Run this notebook: Open in Colab Open in Kaggle

Plot Scalable Poly Kernels¶

====================================================== Scalable learning with polynomial kernel approximation¶

… currentmodule:: sklearn.kernel_approximation

This example illustrates the use of :class:PolynomialCountSketch to efficiently generate polynomial kernel feature-space approximations. This is used to train linear classifiers that approximate the accuracy of kernelized ones.

We use the Covtype dataset [2], trying to reproduce the experiments on the original paper of Tensor Sketch [1], i.e. the algorithm implemented by

class:: PolynomialCountSketch.

First, we compute the accuracy of a linear classifier on the original features. Then, we train linear classifiers on different numbers of features (n_components) generated by :class:PolynomialCountSketch, approximating the accuracy of a kernelized classifier in a scalable manner.

Imports for Scalable Polynomial Kernel Approximation with Tensor Sketch¶

PolynomialCountSketch implements the Tensor Sketch algorithm to generate explicit polynomial kernel feature maps, enabling linear classifiers to approximate kernelized polynomial SVMs at a fraction of the computational cost: A degree-4 polynomial kernel on 54-dimensional data would produce ~8.5 million explicit features (54^4), making direct computation infeasible. Tensor Sketch uses randomized hashing to compress this exponentially large feature space into n_components dimensions (250 to 2000 in this example) while preserving inner products that approximate the polynomial kernel evaluations. The resulting features can be fed to LinearSVC, which trains in O(n * n_components) time versus O(n^2) to O(n^3) for the kernelized SVC.

The Covtype dataset (581k samples, 54 features) is preprocessed with MinMaxScaler followed by Normalizer to match the experimental setup from the original Tensor Sketch paper: Min-max scaling to [0, 1] ensures all features have comparable ranges before the polynomial expansion, while L2 normalization to unit length ensures that the polynomial kernel value depends only on the angle between feature vectors, not their magnitudes. The accuracy comparison shows that PolynomialCountSketch with sufficient components (typically 10x the original feature count) approaches the accuracy of the exact kernelized SVM while training orders of magnitude faster. The degree=4 and coef0=0 parameters match the homogeneous polynomial kernel k(x,y) = (x^T y)^4, and the stochastic nature of the sketch means results vary between runs.

# Authors: The scikit-learn developers
# SPDX-License-Identifier: BSD-3-Clause

# %%
# Preparing the data
# ------------------
#
# Load the Covtype dataset, which contains 581,012 samples
# with 54 features each, distributed among 6 classes. The goal of this dataset
# is to predict forest cover type from cartographic variables only
# (no remotely sensed data). After loading, we transform it into a binary
# classification problem to match the version of the dataset in the
# LIBSVM webpage [2]_, which was the one used in [1]_.

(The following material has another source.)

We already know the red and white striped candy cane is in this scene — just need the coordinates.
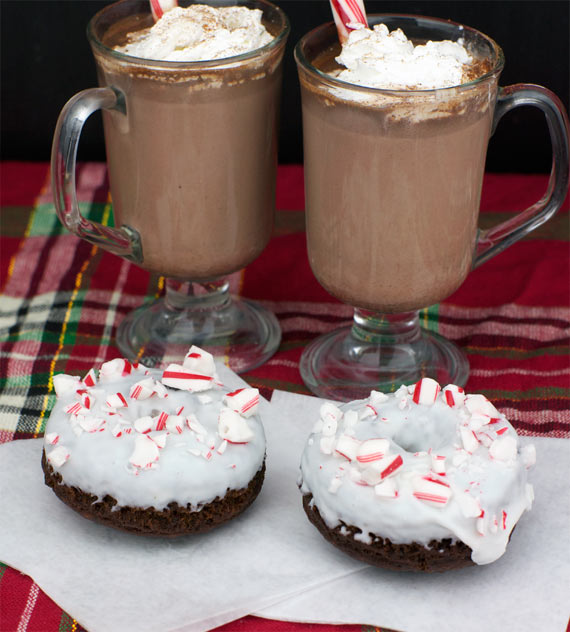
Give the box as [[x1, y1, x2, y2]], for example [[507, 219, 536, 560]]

from sklearn.datasets import fetch_covtype

X, y = fetch_covtype(return_X_y=True)

y[y != 2] = 0
y[y == 2] = 1  # We will try to separate class 2 from the other 6 classes.

# %%
# Partitioning the data
# ---------------------
#
# Here we select 5,000 samples for training and 10,000 for testing.
# To actually reproduce the results in the original Tensor Sketch paper,
# select 100,000 for training.

from sklearn.model_selection import train_test_split

X_train, X_test, y_train, y_test = train_test_split(
    X, y, train_size=5_000, test_size=10_000, random_state=42
)

# %%
# Feature normalization
# ---------------------
#
# Now scale features to the range [0, 1] to match the format of the dataset in
# the LIBSVM webpage, and then normalize to unit length as done in the
# original Tensor Sketch paper [1]_.

from sklearn.pipeline import make_pipeline
from sklearn.preprocessing import MinMaxScaler, Normalizer

mm = make_pipeline(MinMaxScaler(), Normalizer())
X_train = mm.fit_transform(X_train)
X_test = mm.transform(X_test)

# %%
# Establishing a baseline model
# -----------------------------
#
# As a baseline, train a linear SVM on the original features and print the
# accuracy. We also measure and store accuracies and training times to
# plot them later.

import time

from sklearn.svm import LinearSVC

results = {}

lsvm = LinearSVC()
start = time.time()
lsvm.fit(X_train, y_train)
lsvm_time = time.time() - start
lsvm_score = 100 * lsvm.score(X_test, y_test)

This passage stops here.